Die erste Gruppe von Beiträgen konzentriert sich auf "Changing Cultural and Mythical Landscapes in Anatolia". Aus althistorischer Sicht besonders interessant ist unter diesen Tanja S. Scheer, Myth, Memory and the Past. Wandering Heroes between Arcadia and Cyprus, 71-91. Sie untersucht arkadische Helden, die angeblich nach dem Trojanischen Krieg nach Zypern verschlagen wurden, darunter Agapenor aus Tegea als mythischer Gründer des zyprischen Paphos. Die mythologischen Traditionen über die Rolle arkadischer Helden auf Zypern und die Beziehungen zwischen Zypern und Arkadien wurden zu bestimmten historischen Epochen besonders intensiv weiterentwickelt und offenbar offensiv propagiert, z.B. als Zypern machtpolitisch zwischen den attischen Seebünden und dem Achaimenidenreich stand oder im Rahmen der Konflikte der Diadochenreiche. Vor allem die Ptolemäer (wie der Arkader Ptolemaios von Megalopolis als ptolemäischer Stratege auf Zypern) zeigten ein starkes Interesse an Zypern, seiner Geschichte und Mythologie. Die alten Mythen wanderten mit Personen, die sie aus aktuellen Interessen kommunizierten und insbesondere durch Objekte, die sich mit diesen Mythen eng verbanden, wie Kultbilder, Vasenbilder oder Statuen (87). Im Hellenismus spielten nicht selten "wandernde Mythen" eine wichtige Rolle bei der Konstruktion und der Bekräftigung von Syngeneia-Beziehungen oder dem Abschluss von Asylia- und Isopolitia-Vereinbarungen.
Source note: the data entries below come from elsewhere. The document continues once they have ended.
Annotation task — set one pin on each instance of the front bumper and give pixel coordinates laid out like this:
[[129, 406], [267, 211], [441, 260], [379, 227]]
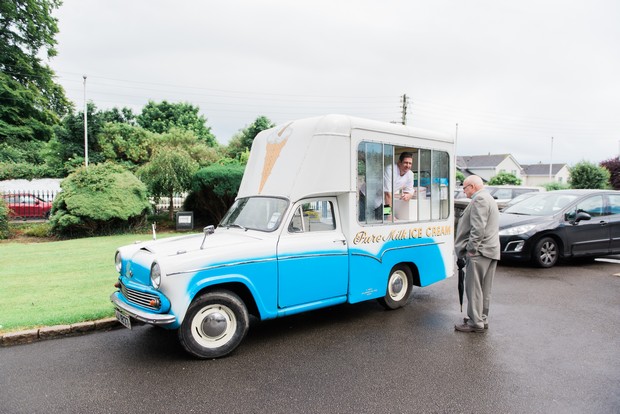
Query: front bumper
[[139, 314], [515, 248]]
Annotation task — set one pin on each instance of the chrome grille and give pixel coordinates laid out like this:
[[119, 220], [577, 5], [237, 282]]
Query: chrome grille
[[141, 298]]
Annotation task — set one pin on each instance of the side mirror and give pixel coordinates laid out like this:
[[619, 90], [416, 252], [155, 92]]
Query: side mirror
[[207, 231], [581, 215]]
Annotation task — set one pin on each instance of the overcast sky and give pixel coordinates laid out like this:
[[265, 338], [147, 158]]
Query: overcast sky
[[511, 74]]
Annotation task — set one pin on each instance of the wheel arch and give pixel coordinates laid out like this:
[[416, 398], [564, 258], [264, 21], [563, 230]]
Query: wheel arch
[[238, 289], [556, 238], [415, 273]]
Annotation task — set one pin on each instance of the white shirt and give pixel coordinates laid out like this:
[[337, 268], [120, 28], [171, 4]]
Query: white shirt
[[397, 182]]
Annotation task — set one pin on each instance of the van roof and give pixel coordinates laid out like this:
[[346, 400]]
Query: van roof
[[312, 156]]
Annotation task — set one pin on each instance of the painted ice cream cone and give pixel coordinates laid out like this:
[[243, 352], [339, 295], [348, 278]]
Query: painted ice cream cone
[[275, 143]]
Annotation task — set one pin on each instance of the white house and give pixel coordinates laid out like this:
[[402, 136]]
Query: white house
[[539, 174], [488, 166]]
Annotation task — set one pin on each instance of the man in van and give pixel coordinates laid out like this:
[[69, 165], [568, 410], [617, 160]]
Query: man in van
[[398, 177]]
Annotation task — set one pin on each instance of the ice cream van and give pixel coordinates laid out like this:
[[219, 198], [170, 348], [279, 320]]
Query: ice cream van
[[330, 210]]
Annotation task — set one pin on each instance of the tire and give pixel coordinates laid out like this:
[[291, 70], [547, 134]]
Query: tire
[[215, 324], [398, 289], [546, 253]]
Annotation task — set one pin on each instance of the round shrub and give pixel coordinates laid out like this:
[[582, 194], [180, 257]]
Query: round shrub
[[97, 200]]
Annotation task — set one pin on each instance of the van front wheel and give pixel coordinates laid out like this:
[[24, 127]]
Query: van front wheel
[[398, 289], [215, 324]]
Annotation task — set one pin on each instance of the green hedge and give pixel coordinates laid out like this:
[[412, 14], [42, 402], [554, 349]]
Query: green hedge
[[4, 220]]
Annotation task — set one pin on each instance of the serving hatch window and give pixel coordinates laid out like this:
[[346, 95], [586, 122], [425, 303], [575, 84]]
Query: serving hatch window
[[401, 184]]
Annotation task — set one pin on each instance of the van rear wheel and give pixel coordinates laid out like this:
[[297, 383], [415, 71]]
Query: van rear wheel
[[215, 324], [398, 289]]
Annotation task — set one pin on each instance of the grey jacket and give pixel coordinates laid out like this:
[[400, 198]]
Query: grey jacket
[[478, 229]]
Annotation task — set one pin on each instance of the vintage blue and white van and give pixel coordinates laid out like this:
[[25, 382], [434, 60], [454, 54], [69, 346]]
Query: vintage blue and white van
[[310, 228]]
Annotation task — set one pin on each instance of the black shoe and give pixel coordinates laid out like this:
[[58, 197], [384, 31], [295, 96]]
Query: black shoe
[[468, 328], [486, 325]]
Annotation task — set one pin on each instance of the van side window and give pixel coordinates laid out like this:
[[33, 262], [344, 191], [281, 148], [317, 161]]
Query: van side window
[[314, 216], [614, 204]]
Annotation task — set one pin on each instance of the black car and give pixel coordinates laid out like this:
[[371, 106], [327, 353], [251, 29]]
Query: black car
[[561, 224]]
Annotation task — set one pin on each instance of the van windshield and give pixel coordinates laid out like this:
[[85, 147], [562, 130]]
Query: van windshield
[[255, 213]]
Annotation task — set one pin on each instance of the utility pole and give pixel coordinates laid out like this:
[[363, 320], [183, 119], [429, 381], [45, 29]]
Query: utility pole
[[85, 126], [551, 160], [404, 110]]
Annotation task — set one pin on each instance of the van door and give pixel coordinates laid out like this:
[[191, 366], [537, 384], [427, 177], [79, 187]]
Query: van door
[[313, 261]]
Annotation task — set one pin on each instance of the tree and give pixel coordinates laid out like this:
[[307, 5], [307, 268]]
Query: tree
[[613, 166], [242, 141], [126, 144], [214, 189], [168, 172], [162, 117], [187, 141], [587, 175], [31, 103], [65, 151], [504, 178]]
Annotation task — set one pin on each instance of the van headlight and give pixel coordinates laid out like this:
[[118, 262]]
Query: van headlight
[[155, 275], [513, 231], [118, 261]]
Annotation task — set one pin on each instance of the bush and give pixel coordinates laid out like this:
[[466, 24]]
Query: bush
[[4, 220], [504, 178], [214, 189], [556, 186], [97, 200], [613, 166], [589, 176]]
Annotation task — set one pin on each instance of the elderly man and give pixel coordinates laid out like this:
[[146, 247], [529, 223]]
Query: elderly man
[[477, 242]]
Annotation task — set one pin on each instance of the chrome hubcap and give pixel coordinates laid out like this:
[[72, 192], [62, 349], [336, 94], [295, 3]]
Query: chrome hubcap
[[214, 324]]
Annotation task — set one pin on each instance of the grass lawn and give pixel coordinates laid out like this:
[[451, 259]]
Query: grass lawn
[[60, 282]]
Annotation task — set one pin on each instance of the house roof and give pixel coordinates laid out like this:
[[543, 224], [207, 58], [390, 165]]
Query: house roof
[[542, 169]]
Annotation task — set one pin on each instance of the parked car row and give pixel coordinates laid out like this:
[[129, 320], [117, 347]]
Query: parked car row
[[543, 227], [566, 224]]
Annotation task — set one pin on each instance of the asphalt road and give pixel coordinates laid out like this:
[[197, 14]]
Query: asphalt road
[[552, 347]]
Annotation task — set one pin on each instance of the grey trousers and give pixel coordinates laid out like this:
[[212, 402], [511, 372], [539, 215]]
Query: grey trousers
[[479, 274]]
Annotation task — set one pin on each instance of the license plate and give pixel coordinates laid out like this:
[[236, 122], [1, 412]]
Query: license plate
[[123, 319]]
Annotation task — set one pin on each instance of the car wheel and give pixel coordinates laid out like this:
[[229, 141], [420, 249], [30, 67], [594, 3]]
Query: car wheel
[[215, 324], [399, 288], [546, 252]]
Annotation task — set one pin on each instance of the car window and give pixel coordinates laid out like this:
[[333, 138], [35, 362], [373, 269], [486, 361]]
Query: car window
[[518, 192], [502, 193], [542, 204], [614, 204], [594, 206]]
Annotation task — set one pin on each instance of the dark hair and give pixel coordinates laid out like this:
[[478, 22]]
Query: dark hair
[[405, 155]]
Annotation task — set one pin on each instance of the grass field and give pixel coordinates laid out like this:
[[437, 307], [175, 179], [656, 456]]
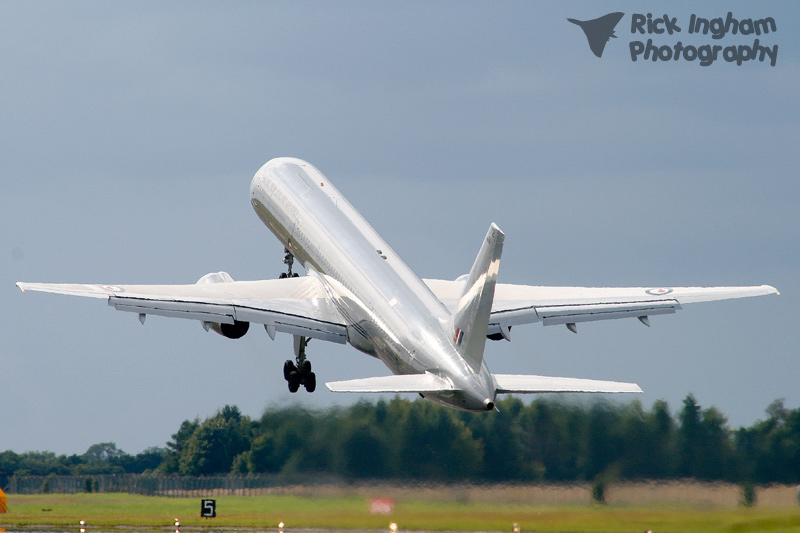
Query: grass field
[[432, 509]]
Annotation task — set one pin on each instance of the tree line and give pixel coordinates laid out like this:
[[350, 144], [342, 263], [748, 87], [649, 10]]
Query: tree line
[[544, 440]]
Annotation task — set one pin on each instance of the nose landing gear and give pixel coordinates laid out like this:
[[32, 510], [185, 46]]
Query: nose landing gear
[[288, 260], [299, 373]]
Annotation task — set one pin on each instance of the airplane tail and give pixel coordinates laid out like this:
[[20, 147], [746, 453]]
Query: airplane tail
[[470, 322]]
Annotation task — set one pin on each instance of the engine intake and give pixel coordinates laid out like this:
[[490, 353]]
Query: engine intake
[[231, 331]]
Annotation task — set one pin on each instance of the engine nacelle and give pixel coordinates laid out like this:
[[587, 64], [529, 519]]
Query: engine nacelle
[[231, 331]]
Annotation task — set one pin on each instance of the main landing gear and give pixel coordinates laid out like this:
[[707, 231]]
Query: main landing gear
[[300, 373], [297, 372]]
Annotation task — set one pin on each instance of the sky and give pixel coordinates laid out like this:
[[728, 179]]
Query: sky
[[131, 130]]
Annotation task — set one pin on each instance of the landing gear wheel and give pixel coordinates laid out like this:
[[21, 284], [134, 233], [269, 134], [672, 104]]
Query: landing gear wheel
[[294, 381], [311, 382], [288, 368]]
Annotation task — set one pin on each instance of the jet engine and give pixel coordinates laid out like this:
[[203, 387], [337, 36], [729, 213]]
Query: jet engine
[[231, 331]]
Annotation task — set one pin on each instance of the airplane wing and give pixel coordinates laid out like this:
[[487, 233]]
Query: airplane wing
[[504, 384], [426, 382], [527, 384], [299, 306], [525, 304]]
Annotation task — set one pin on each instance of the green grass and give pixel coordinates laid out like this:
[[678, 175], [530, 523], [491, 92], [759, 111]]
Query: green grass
[[264, 512]]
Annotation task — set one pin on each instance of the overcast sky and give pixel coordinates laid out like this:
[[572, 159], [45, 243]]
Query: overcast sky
[[131, 130]]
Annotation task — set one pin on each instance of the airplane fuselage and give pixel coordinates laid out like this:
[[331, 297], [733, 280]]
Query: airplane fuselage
[[389, 311]]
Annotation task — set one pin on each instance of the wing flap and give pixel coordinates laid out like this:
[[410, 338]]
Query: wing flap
[[565, 314], [525, 304], [298, 306], [530, 384], [394, 384]]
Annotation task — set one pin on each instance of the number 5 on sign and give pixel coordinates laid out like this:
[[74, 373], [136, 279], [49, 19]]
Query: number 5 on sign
[[208, 508]]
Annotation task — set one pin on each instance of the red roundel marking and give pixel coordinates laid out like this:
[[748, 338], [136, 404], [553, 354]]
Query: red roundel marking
[[658, 292]]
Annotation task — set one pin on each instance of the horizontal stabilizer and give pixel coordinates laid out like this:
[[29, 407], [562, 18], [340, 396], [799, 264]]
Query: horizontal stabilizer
[[404, 383], [527, 384]]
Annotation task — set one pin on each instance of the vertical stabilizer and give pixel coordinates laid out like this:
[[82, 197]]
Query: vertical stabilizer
[[471, 319]]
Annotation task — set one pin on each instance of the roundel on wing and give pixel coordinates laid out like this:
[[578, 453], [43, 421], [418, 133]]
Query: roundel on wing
[[658, 292], [113, 288]]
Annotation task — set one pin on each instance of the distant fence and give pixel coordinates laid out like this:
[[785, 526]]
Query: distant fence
[[160, 485]]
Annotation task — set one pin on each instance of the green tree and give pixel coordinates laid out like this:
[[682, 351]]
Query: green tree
[[213, 446]]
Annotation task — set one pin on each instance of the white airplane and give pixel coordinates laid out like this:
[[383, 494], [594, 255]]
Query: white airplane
[[430, 333]]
Die zweite Gruppe behandelt "Reception and Innovation of Mythological Programmes between Greece and Italy". Dieser geographische Fokus bietet sich aufgrund der reichen Quellenlage sehr an. Unter den Medien der wandernden Mythen(-programme) und ihrer Rezeption in Italien werden Bronzespiegel, Keramikgefäße (insbesondere Vasenbilder), Münzbilder, Literaturwerke, Wandmalereien und Sarkophage diskutiert. Ich möchte einen Beitrag von Luca Giuliani, Pots, Plots, and Performance. Comic and Tragic Iconography in Apulian Vase Painting, 125-142, herausgreifen. Er beobachtet auf apulischen Vasen insbesondere des 4. Jh.s den auffällig großen Reichtum an verschiedenen mythologischen Figuren und Themen, die meist aus Mythen stammen, die in Athen (oder Attika) beheimatet waren. Es überragen Einflüsse der Stoffe aus athenischen Tragödien. Giuliani konstatiert hierbei eine 'doppelte' Wanderung, regional von Attika nach Apulien und in andere Regionen Italiens und mit Blick auf die Medien des Mythos von der literarischen Behandlung und der performativen Bühnentradition hin zu Vasenbildern.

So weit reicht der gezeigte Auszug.